Pressed to say how much he thought the implementation would really cost, Hutton said the £1 billion a year currently spent by the NHS on maintaining a “hotchpotch” of 5000 separate systems should cover the costs of implementation.


Reports in all the national newspapers today suggest that the total price tag for the National Programme for IT could rise to between £18.6 billion and £31 billion over 10 years – three to five times the procurement cost of £6.2 billion.


The figures comes from an estimate drawn up by Department of Health officials and leaked to Computer Weekly. Though it has been apparent for some time that trusts would be expected to pick up considerable costs for implementation and other items not covered by NPfIT, this is the first time figures have been attached to the work.


Savings and efficiencies are expected to flow from the national programme, but the upfront investment is worrying many trusts that already have financial difficulties and a host of other targets for improvement.

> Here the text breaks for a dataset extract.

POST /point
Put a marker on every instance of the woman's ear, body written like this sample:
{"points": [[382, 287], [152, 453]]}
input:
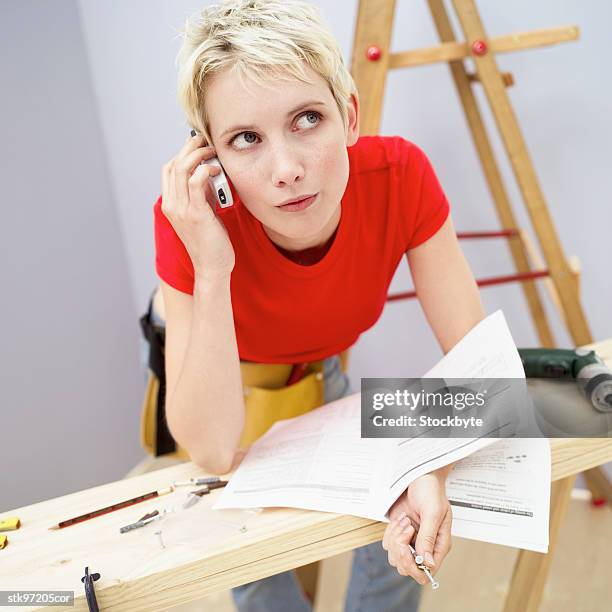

E-Health Insider sought a trust-level view from Martin Bell, director of IM&T at North Bristol NHS Trust. He described the upper estimate of implementation costing five times procurement costs as “bunkum".

 

"3:1 is a reasonable ratio with on-deal and off-deal costs,” he said.

 

“The element being paid for centrally is about a quarter to a third of the total. Two thirds to three quarters will have to be found locally," he said.

 

Bell said the £1 billion currently spent on NHS systems was not available to be re-directed totally into national programme implementations as part of it covered items which were not going to be transferred to the national programme under any current plans. He reckoned about a third of current spend could be moved over to implement national programme systems.

The Department of Health said: "It is generally accepted in the IT industry that implementation costs are some 3-5 times the procurements and this is reflected in the business case that was made for the national programme.


“Whilst significant benefits will accrue from the national programme, other benefits will be seen in improvements to NHS services therefore improving patient care and safety."


James Drewer, healthcare programme manager at UK technology trade association Intellect said: "We urge the Department of Health to take steps to clarify the details of the funding arrangements as quickly as possible.


"Without such clarification it will remain unclear to what extent the NHS trusts will financially contribute towards the national programme and crucially what resources they will have left after any such commitment to concentrate on IT projects that fall outside the NPfIT core services remit."